“Don’t be silly.”

She grins. “You’re the one coming up with ridiculous excuses so you can torpedo your relationship with the hottie football player, and you’re calling me silly? Okay. What else you got?”

“The trade.”

“Wasn’t real.” She waves her hand like she’s brushing my concern to the side.

“It might be next time.”

“So, you can work out of the Pet Threads store we start in that city. Win-win. Hit me with something harder.”

I brush a piece of invisible lint off my shirt and smooth my apron. “The store’s success. What if it’s all him?”

“It’s not. It’s because you kill the designs each and every time. Next?”

“What if he love-bombed me and I’m too infatuated to see that this isn’t even real?”

“Girl, the lies your brain tells you. Even I am unwell because of them.” She gives me a genuine—yet sad—smile. “These are all versions ofwhat if he leaves me? Then what will I have?”

I bite my lip, my knee bouncing up and down. The uneasy feeling returns in full force, and I don’t like it. The rear of my neck itches. The area by my shoulder blades that I can’t even reach. My stomach. Everything. I fight back the tears. “Yeah,” I admit. “That’s it.”

Tab leans forward, covering her hand with mine. “I don’t pretend to understand what you’ve gone through. Okay? But I just want to say, and you can tell me I’m wrong, but living a life with all these exciting and new experiences and with people we love, that’s what matters. At the end of the day, what happensisn’t under our control. I could get hit by a bus tomorrow. Athena could?—”

“Don’t.”

She squeezes my fingers. “The point is, anything could happen, and you have no control over it.”

“But I don’t like it,” I say meekly, barely conjuring the words. I don’t even know if I can pinpoint why. It’s just…uneasy.

“None of us do,” Tab says. “I’m no therapist, but instead of that one insinuating Micah was a psycho, she should’ve been telling you that your brain lies to you. All the time. It’s telling you things that aren’t going to happen.”

I swallow. Bringing my free hand up, I rub my temple. “Every night before I go to bed, I think about all the ways Micah could die or get taken away. I think that’s why it hit me so hard at the show.”

“Being told Micah was going to get traded while you were doing an interview was on your bingo card? Oh, honey.”

“Not entirely,” I admit. “But Micah moving. Or finding someone else while he’s at an away game. Or maybe he gets hurt on the field. You remember Briar? Her brother died that way. I looked it up.”

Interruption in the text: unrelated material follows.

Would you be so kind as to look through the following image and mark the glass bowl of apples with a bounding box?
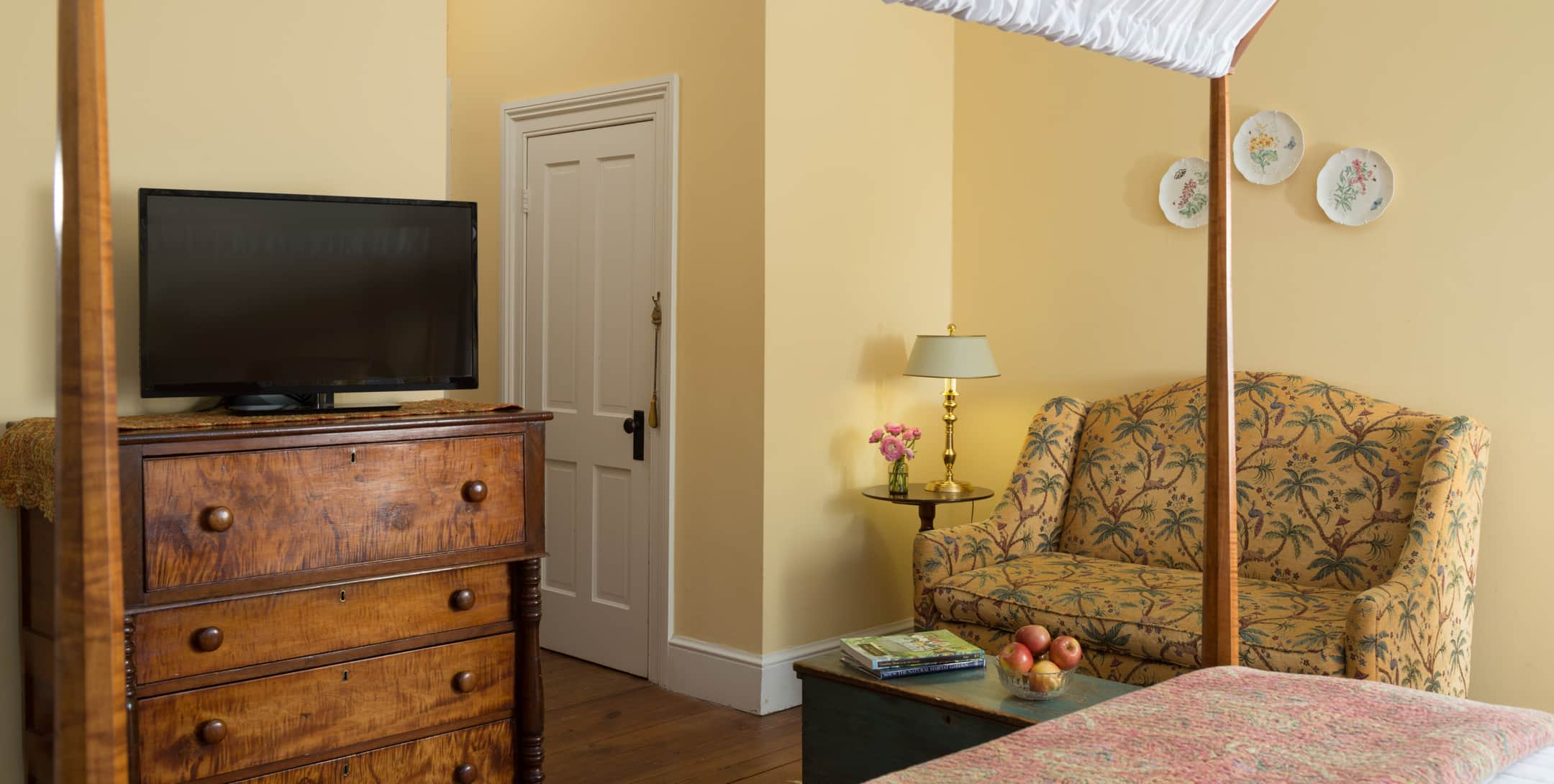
[998,626,1083,700]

“Okay, but look, she’s still living. She’s going to marry an NFL player and have little football babies, and damnit, why am I getting jealous just thinking about it?”

I chuckle softly. Tab always knows when to insert some humor to bring me back to reality.

“Just like what happened to you,” she continues. “Maybe your quota for tragedy in this lifetime has already hit? Now, you’re going to skip off with Micah into the sunset and have amazing sex for the rest of your life. Even when he’s seventy, I bet you’ll still get on your artificial knees for that D.”

I hide a smile. “I have something to tell you.”

“Hmm?” she asks, lifting her cup to her lips.

“Bless your heart, but you ain’t right.”

She nearly spits her coffee everywhere. When she gets herself under control, she says, “Coming from you, I’m taking that to heart.”

I feign shock. “Bitch.”

She reaches her coffee cup out, and we toast to our fucked-up minds.

“So, who was that one player who showed up with Micah that day?”

I think back. I don’t even know if I remember who was there. Preoccupied was an understatement. “Davis?”